Alface pode ficar inviável no campo até 2100, alerta Embrapa

Pesquisa projeta cenário crítico mesmo com controle parcial das emissões de gases de efeito estufa

02.09.2025 | 08:52 (UTC -3)
Revista Cultivar, a partir de informações de Paula Rodrigues

O cultivo de alface ao ar livre pode se tornar impraticável no Brasil até o fim do século. Mapas de risco climático produzidos pela Embrapa Hortaliças, com base em dados do Inpe e modelos do IPCC, indicam que praticamente todo o território nacional enfrentará risco alto ou muito alto para a produção da hortaliça durante o verão.

A pesquisa avaliou dois cenários futuros. No cenário otimista, as emissões de gases de efeito estufa crescem em ritmo controlado. No pessimista, continuam aumentando até 2100. Em ambos, as projeções indicam perdas severas para a produção da alface, especialmente no verão, quando as temperaturas podem ultrapassar os 40°C em boa parte do país. O patamar é incompatível com o cultivo da espécie, que exige clima ameno e umidade equilibrada.

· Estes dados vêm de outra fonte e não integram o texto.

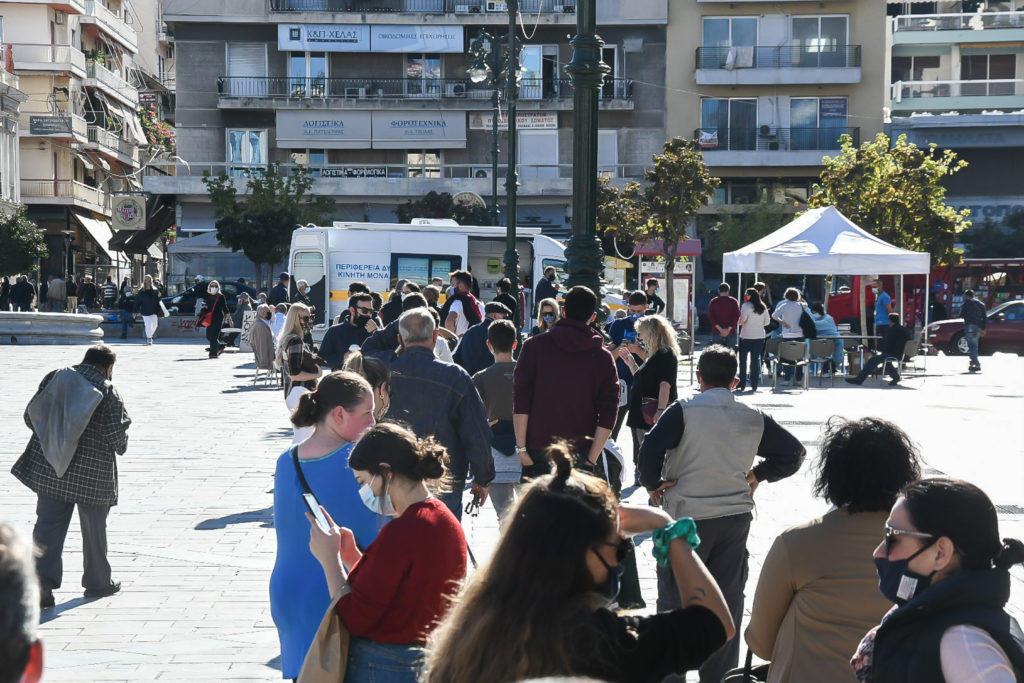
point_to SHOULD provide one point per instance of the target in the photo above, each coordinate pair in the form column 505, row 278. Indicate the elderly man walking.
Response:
column 439, row 399
column 79, row 425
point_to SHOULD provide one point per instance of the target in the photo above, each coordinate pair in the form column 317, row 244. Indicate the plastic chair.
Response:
column 820, row 353
column 794, row 354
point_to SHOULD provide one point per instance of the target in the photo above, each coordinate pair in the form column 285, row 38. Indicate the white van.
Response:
column 379, row 254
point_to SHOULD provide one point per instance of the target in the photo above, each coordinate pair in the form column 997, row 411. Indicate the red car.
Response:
column 1005, row 332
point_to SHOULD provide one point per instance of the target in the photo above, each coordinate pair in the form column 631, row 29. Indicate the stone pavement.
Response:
column 193, row 540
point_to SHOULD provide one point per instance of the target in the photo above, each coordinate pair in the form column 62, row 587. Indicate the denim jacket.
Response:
column 439, row 398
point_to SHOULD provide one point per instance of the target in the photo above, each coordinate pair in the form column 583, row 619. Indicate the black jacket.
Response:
column 906, row 645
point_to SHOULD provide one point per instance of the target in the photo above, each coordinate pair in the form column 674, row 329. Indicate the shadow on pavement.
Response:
column 265, row 516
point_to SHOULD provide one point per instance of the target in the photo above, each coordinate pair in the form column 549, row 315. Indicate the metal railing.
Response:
column 401, row 88
column 50, row 56
column 423, row 6
column 770, row 138
column 114, row 24
column 960, row 22
column 50, row 188
column 927, row 89
column 783, row 56
column 105, row 77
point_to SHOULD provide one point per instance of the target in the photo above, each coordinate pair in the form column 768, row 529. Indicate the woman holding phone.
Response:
column 340, row 410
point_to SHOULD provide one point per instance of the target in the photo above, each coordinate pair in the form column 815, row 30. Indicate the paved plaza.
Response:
column 193, row 542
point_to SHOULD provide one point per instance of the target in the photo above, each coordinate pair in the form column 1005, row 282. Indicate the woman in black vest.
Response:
column 943, row 564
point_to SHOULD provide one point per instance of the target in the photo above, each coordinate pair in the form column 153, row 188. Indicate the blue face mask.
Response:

Os dados mais preocupantes aparecem nas projeções para o período de 2071 a 2100. No cenário otimista (RCP 4.5), 97% do Brasil terá risco alto ou muito alto para o cultivo da alface em campo aberto. No pessimista (RCP 8.5), esse percentual ultrapassa 99%, com a maior parte do território classificada como de risco muito alto.

Modelo climático

A pesquisa utilizou o modelo climático ETA, validado para o Brasil e América Latina, com resolução de 20 km². Foram simulados quatro intervalos temporais: até 2040, de 2041 a 2070, de 2071 a 2100, e o período histórico de 1961 a 1990 como base comparativa.

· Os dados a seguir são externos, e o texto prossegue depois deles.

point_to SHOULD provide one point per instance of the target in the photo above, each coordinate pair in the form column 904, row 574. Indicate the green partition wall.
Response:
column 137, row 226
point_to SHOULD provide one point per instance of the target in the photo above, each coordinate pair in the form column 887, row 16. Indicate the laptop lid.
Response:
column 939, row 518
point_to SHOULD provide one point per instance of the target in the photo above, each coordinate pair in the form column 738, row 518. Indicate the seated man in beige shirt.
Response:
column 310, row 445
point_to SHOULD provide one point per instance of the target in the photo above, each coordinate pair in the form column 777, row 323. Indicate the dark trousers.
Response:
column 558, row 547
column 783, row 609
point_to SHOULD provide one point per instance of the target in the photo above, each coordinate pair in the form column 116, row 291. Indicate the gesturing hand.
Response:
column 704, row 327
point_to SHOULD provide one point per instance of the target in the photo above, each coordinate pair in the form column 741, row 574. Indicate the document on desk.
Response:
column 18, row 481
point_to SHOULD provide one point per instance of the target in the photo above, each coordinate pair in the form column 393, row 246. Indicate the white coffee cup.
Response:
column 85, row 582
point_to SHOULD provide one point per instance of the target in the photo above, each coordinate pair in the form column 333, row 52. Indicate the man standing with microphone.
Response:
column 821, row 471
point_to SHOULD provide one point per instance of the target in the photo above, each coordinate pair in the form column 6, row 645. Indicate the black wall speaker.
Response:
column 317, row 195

As temperaturas máximas projetadas para o verão entre 2071 e 2100 vão de 23,4°C a 41,2°C no cenário otimista, e de 25,4°C a 45°C no cenário pessimista. Temperaturas superiores a 22°C já dificultam a germinação da semente de alface. A planta tem baixa capacidade de adaptação ao calor extremo.

Avaliação

“Esses números são alarmantes”, afirma o engenheiro-agrônomo Fábio Suinaga, da Embrapa Hortaliças. “A alface depende de temperaturas amenas para se desenvolver. Sua tolerância ao calor é muito limitada.”

A resposta da pesquisa tem ocorrido em duas frentes. A primeira busca desenvolver cultivares mais tolerantes ao calor. A segunda aposta em sistemas de produção adaptados ao novo clima. Entre eles, estão o plantio direto de hortaliças, o cultivo orgânico com compostagem e bioinsumos, além do uso de ambientes protegidos.

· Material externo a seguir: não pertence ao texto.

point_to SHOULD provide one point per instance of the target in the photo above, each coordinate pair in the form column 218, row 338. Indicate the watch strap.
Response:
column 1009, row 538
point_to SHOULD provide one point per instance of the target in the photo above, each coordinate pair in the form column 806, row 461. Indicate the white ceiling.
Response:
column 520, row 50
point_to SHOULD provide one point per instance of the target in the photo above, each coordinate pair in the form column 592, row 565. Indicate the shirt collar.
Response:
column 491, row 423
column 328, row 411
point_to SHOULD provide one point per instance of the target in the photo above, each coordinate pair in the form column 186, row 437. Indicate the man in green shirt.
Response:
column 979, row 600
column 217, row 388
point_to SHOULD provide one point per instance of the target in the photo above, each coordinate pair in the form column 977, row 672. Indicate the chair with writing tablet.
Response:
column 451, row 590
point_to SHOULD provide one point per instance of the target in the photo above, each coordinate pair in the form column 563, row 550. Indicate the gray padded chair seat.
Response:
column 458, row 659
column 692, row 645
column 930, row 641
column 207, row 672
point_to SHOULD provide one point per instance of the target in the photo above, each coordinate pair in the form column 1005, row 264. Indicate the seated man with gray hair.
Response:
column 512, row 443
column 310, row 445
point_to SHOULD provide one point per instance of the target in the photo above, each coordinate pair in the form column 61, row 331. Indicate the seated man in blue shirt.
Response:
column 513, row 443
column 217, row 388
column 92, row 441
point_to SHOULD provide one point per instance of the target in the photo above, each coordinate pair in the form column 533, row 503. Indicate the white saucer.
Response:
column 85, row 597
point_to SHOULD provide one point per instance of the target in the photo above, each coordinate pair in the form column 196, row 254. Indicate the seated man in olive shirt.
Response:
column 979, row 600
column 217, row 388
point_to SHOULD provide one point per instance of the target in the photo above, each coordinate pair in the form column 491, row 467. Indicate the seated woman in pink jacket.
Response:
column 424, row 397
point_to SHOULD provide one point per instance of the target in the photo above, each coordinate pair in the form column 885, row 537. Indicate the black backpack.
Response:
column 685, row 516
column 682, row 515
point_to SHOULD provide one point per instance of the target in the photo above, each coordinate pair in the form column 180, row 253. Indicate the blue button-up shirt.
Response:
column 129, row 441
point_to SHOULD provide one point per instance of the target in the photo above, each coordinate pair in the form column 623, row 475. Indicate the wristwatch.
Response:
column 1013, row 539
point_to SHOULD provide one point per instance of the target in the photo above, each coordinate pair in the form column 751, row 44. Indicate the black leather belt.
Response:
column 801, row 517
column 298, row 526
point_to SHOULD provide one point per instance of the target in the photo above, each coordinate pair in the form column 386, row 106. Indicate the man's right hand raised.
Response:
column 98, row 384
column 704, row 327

A cultivar BRS Mediterrânea, lançada pela Embrapa, exemplifica o avanço genético. Precocidade, sistema radicular vigoroso e maior volume de folhas tornam a variedade mais resistente ao calor. “Ela fica menos dias no campo, o que reduz a exposição às temperaturas extremas”, explica Suinaga.

O produtor Rodrigo Baldassim, de São José do Rio Pardo, adotou a cultivar como base de sua produção. “Ela representa 80% da minha alface crespa. Tolera melhor o calor, entrega mais folhas comerciais, não sofre queimadura de borda e demora mais para pendoar”, relata.

Para o pesquisador Carlos Eduardo Pacheco, da Embrapa, o cenário impõe urgência na adaptação dos sistemas produtivos. “Hortaliças são mais sensíveis às mudanças climáticas do que grandes culturas como milho ou soja. Precisamos antecipar os impactos e evitar prejuízos.”